Świetny pomysł na post:) Ja nie nosiłam: 1. szortów (bo zawsze za duży cellulit, za dużo kilogramów, za mało opalenizny… No przegrały z męskimi bermudami :)) 2. sukienek oversize (kupiłam Lous, ale czeka na swoją premierę… Ja chyba chyba po prostu nie wyglądam dobrze w takich fasonach…). 3. Szpilek, butów na obcasie lub koturnach. Czas zrozumieć, że lato plus obcasy… to się nie uda. Królowały sandały na płaskim obcasie.
Też kupiłam Lous…ale jeszcze jej nie odebrałam. Cała ja
Świetny blog, bardzo inspirujący.
http://www.kashmirinspirations.blogspot.com
Nie nosiłam spódnic, długich spodni – ale to z racji mojego upału – ugotowałabym się.
Nie nosiłam tez sukienek – ops przepraszam raz jedyny założyłam sukienkę na urodziny siostrzeńca mego męża. Nie wiem po co ja kupuje tyle spódnic, tyle sukienek, łażę i kopię w ciucholandach, łażę godzinami po przecenach i tak jak Ty obiecuje sobie – w tym roku muszę zalozyc. Kupiłam super spódnice z szerokim paskiem, długa do ziemi w modnym brzoskwiniowym kolorze z cudownego lejaco-przewiewnego materiału i co? i wisi w szafie ani razu nie założona…Nic z tego, co roku przybywają mi 1-2 spódnice i tak wisza.
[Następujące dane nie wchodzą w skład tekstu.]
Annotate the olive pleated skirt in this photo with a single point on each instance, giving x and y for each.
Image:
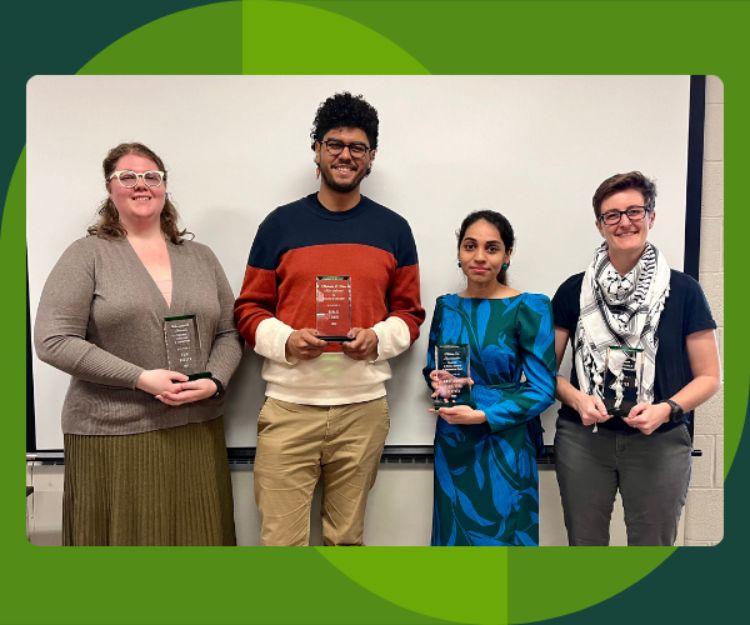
(166, 487)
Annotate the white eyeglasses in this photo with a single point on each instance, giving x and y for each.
(128, 178)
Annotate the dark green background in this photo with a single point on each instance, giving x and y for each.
(255, 585)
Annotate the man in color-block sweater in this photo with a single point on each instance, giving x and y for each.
(326, 413)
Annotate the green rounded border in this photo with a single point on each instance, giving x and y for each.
(382, 584)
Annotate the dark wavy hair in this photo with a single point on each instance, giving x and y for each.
(345, 110)
(624, 182)
(503, 227)
(109, 225)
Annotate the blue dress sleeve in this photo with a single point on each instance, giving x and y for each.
(509, 405)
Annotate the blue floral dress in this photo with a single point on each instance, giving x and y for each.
(486, 482)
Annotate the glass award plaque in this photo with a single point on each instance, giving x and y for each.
(453, 365)
(623, 373)
(183, 344)
(333, 307)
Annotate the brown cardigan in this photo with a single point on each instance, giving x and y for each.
(100, 319)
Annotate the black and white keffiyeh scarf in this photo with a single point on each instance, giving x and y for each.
(620, 311)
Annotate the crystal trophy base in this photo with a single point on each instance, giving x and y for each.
(623, 374)
(183, 345)
(333, 308)
(453, 364)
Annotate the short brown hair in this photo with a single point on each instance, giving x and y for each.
(109, 225)
(623, 182)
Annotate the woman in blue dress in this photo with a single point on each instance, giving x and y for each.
(486, 483)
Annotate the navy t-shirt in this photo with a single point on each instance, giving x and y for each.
(685, 311)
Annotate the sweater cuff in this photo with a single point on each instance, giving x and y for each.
(393, 338)
(270, 340)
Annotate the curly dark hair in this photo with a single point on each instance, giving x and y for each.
(109, 225)
(345, 110)
(503, 227)
(624, 182)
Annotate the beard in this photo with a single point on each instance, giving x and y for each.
(342, 188)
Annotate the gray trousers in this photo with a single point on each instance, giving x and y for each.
(651, 472)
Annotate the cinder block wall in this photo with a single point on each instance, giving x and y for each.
(704, 510)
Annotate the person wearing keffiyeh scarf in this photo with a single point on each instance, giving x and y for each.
(629, 301)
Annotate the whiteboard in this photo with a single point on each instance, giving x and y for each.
(532, 147)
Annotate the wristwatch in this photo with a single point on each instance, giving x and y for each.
(676, 411)
(219, 389)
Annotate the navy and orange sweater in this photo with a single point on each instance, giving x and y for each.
(302, 240)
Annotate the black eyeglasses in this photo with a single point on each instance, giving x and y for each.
(336, 147)
(634, 213)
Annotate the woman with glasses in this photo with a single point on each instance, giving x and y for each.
(645, 356)
(491, 365)
(127, 311)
Normalnie jakby popatrzeć, to moje szafa pęka w szwach, maz sie nie mieści ze swoimi ciuchami przeze mnie w ogóle…. a ja nosze w sumie 2 pary krótkich spodni (bermudy + takie spodenki do kolan) i do tego topy *raptem kilka. Wlasciwie to jak tak popatrzę to moja letnia szafa co roku zawiera około 10 rzeczy, wliczając w te listę bikini 2 częściowe…
Szczerze to więcej zakładam i częściej zima.
A co do bermudów to tez mam takie zdanie jak Ty – wyparły moje obcisłe szorty dawno.
Aga czy Ty tez masz takie uczucie ze jak stoisz przed szafa i widzisz nowe rzeczy które kupiłaś sobie to szkoda Ci ich zakładać na co dzień?? Ja to mam, to chyba wpoiła mi mama, mówiąc, że powinnam ładne rzeczy nosić na „wyjście”, a stare i jakieś mało ładne „koło domu”, żeby tych „nowych i ładnych” nie zniszczyć! Pokutuje to za mną. Pokupowałam sobie topy na wyprzedażach i..leżą w szafie…:((((((
Tak, mam tak samo co Ty. Stoję przed szafą (z ubraniami czy z butami, mało istotne) i nie zakładam czegoś, bo mi po prostu szkoda. I również „winię” za to moją mamę. Co do wyprzedaży to staram się je omijać, jeśli już to kupuję buty (no właśnie, a potem w ich nie chodzę), albo koszule, bo tych ostatnich nigdy dosyć. Moja szafa pęka w szwach, a ja i tak narzekam, że nie mam i nie wiem co na siebie włożyć.
Fajny post:) Ja nie nosilam tego lata moich ukochanych sukienek z COS-a, ktore mam od jakis 2-3 lat, a to dlatego ze czesc lata bylam w ciazy, a teraz jako swezo upieczona mama, hmmm, mam wieksze gabaryty w czesci oddechowej;) I po prostu w sukienki dolem sie mieszcze, a w gorze juz nie;). Tak ze musze czekac -z utesknieniem! -do nastepnego lata. A poza tym prawie nie nosilam szortow, w sumie nie wiem czemu, bo spokojnie sie w stare mieszcze-teraz to nadrabiam, mam wlasnie jedne na sobie. Pozdrawaim I gratuluje bloga-nalezy do moich ulubionych:) domi.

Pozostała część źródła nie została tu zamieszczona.